Among doctors, there is growing frustration over the army of businesspeople around them and the impact of administrative costs, which are reflected in inflated charges for medical services.
“Most doctors want to do well by their patients,” said Dr. Abeel A. Mangi, a cardiothoracic surgeon at the Yale School of Medicine, who is teaming up with a group at the Yale School of Management to better evaluate cost and outcomes in his department. “Other constituents, such as device manufacturers, pharmaceutical companies and even hospital administrators, may not necessarily have that perspective.”

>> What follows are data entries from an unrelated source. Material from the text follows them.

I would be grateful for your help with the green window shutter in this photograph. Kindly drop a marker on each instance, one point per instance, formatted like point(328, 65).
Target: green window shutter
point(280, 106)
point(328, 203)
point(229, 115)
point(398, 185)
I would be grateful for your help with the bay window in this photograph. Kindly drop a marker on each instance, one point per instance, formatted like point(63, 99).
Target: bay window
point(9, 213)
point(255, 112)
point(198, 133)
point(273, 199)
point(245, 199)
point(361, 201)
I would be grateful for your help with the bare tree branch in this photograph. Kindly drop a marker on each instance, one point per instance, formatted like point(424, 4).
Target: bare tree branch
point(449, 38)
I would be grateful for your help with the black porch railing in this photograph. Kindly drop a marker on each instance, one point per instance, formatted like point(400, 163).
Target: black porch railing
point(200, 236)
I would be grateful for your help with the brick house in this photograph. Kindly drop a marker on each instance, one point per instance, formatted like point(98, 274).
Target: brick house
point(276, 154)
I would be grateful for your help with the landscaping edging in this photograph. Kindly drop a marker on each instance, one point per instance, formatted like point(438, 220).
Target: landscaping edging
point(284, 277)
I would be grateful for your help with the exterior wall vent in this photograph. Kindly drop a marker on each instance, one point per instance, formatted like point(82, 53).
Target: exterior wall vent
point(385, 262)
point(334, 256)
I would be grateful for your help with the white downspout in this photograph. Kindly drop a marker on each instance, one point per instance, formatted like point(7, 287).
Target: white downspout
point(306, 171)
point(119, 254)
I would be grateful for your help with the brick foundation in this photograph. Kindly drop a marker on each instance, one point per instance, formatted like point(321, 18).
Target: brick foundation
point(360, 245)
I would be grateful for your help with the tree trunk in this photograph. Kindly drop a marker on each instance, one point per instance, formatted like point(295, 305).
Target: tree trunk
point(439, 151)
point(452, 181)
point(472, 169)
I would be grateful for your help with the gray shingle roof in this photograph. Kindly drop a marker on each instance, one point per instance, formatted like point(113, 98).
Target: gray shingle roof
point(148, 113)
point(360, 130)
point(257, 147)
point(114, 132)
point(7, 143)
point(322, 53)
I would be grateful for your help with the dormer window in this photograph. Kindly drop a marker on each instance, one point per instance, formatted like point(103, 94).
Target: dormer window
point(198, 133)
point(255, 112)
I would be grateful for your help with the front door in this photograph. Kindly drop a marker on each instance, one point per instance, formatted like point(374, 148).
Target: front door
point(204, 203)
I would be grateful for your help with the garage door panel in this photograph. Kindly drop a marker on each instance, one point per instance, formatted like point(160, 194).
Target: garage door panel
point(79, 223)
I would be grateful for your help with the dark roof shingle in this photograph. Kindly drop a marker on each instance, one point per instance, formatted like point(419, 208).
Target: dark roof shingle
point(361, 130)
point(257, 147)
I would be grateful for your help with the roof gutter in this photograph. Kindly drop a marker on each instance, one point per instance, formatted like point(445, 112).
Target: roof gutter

Doctors are beginning to push back: Last month, 75 doctors in northern Wisconsin took out an advertisement in The Wisconsin State Journal demanding widespread health reforms to lower prices, including penalizing hospitals for overbuilding and requiring that 95 percent of insurance premiums be used on medical care. The movement was ignited when a surgeon, Dr. Hans Rechsteiner, discovered that a brief outpatient appendectomy he had performed for a fee of $1,700 generated over $12,000 in hospital bills, including $6,500 for operating room and recovery room charges.
It’s worth noting that the health care industry is staffed by some of the lowest as well as highest paid professionals in any business. The average staff nurse is paid about $61,000 a year, and an emergency medical technician earns just about minimum wage, for a yearly income of $27,000, according to the Compdata analysis. Many medics work two or three jobs to make ends meet.
“It’s stressful, dirty, hard work, and the burnout rate is high,” said Tom McNulty, a 19-year-old college student who volunteers for an ambulance corps outside Rochester. Though he finds it fulfilling, he said he would not make it a career: “Financially, it’s not feasible.”
Elisabeth Rosenthal is a reporter for The New York Times who is writing a series about the cost of health care, “Paying Till It Hurts.”
Correction: May 18, 2014
An earlier version of the headline for this article was revised to more precisely capture the principal insight offered by the news analysis."